Here’s my rationale for adopting a carbon fiber shaft. My old cue was a basic Meucci I owned since I was 16 years old. It was in the trunk of my car from through going to college, winters, summers, etc. The shaft and backup shaft were both a bit warped. I had since acquired a disposable income and was ready to upgrade and was in a period where I was actively trying to improve as a player with relearning my fundamentals, doing drills, etc. I knew my stroke and aim needed improvement. I was interested in low deflection shafts. I believed then, and still today, that cue all deflection is something that your brain can be trained to compensate for intuitively. And it doesn’t hurt there are some tricks with bridge lengths, pivot points, back-hand english, and front-hand English that can assist that. But changing cues can definitely have a relearning period. And my mind gravitated to the idea that low deflection meant a smaller margin of compensation than high deflection did.
So with a Carbon Fiber shaft I knew I was going to give up some of the feel you get from a natural wood shaft as the contact with the cue ball reverberates through the wood. It was going to be different. And honestly I told myself I’d get used to it and I certainly have. It’s not that there’s no feel, or less feel, it’s just different feel. But the things that were important to me is that ideally I’d like that to be the last shafts (playing and backup) I buy for the rest of my life. I wanted two in case I have any tip issues or have maintenance being done. And I wanted to be highly confident that those two shafts would play identically which most people probably can trust also with two wood shafts purchased from the same maker at the same time. I also wanted to be confident if anything happened and I needed to replace a shaft in the distant future that the new shaft was going to play identically with a machinist’s level of accuracy and I trust that with carbon fiber where wood is more living and breathing and a shaft purchased years later from the same cuemaker isn’t guaranteed to be nearly as identical due to any differences in the profile of the wood, cuemaking process, or how the shafts were stored over time and in which climates.

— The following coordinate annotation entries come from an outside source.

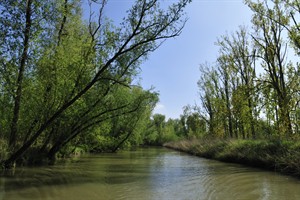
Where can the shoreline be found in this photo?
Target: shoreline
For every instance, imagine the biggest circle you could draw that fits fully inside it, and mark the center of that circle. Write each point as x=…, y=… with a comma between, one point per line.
x=278, y=156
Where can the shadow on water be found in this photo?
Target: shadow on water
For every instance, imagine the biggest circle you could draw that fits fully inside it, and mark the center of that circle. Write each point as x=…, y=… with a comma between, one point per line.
x=153, y=173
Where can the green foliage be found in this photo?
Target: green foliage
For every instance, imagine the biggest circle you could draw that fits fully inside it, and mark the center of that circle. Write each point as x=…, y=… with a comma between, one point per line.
x=66, y=82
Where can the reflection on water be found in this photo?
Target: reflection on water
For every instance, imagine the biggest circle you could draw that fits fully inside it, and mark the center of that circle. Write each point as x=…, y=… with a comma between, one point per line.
x=151, y=173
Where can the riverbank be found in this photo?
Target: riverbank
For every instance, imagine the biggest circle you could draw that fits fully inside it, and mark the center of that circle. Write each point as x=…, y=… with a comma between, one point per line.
x=280, y=156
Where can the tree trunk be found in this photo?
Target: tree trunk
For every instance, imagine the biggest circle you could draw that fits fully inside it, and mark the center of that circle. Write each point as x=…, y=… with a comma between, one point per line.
x=18, y=96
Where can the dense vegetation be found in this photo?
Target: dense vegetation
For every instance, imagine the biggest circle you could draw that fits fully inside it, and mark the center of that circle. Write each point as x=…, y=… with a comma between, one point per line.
x=250, y=97
x=67, y=83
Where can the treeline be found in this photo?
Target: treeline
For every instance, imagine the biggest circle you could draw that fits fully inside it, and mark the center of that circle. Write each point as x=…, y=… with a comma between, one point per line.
x=253, y=88
x=67, y=82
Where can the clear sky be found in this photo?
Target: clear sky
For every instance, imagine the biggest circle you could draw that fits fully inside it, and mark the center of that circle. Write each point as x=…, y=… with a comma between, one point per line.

And finally I learned to love that all it takes is an alcohol wipe for a carbon fiber shaft to feel as slick as the first time you picked it up. Wood shafts need someone to clean them up on a lathe to get the same result and that can change the profile of the shaft bit by bit over time. And it doesn’t hurt knowing carbon fiber is significantly more resistant to dings, dents, scratches, and warping. I’m pretty clumsy and drop my sticks multiple times a year.
I can appreciate that different people can approach this kind of decision from a different perspective and it wouldn’t be right for them. But at least in my mind with my thought processes, it was and has continued to be a good fit for me.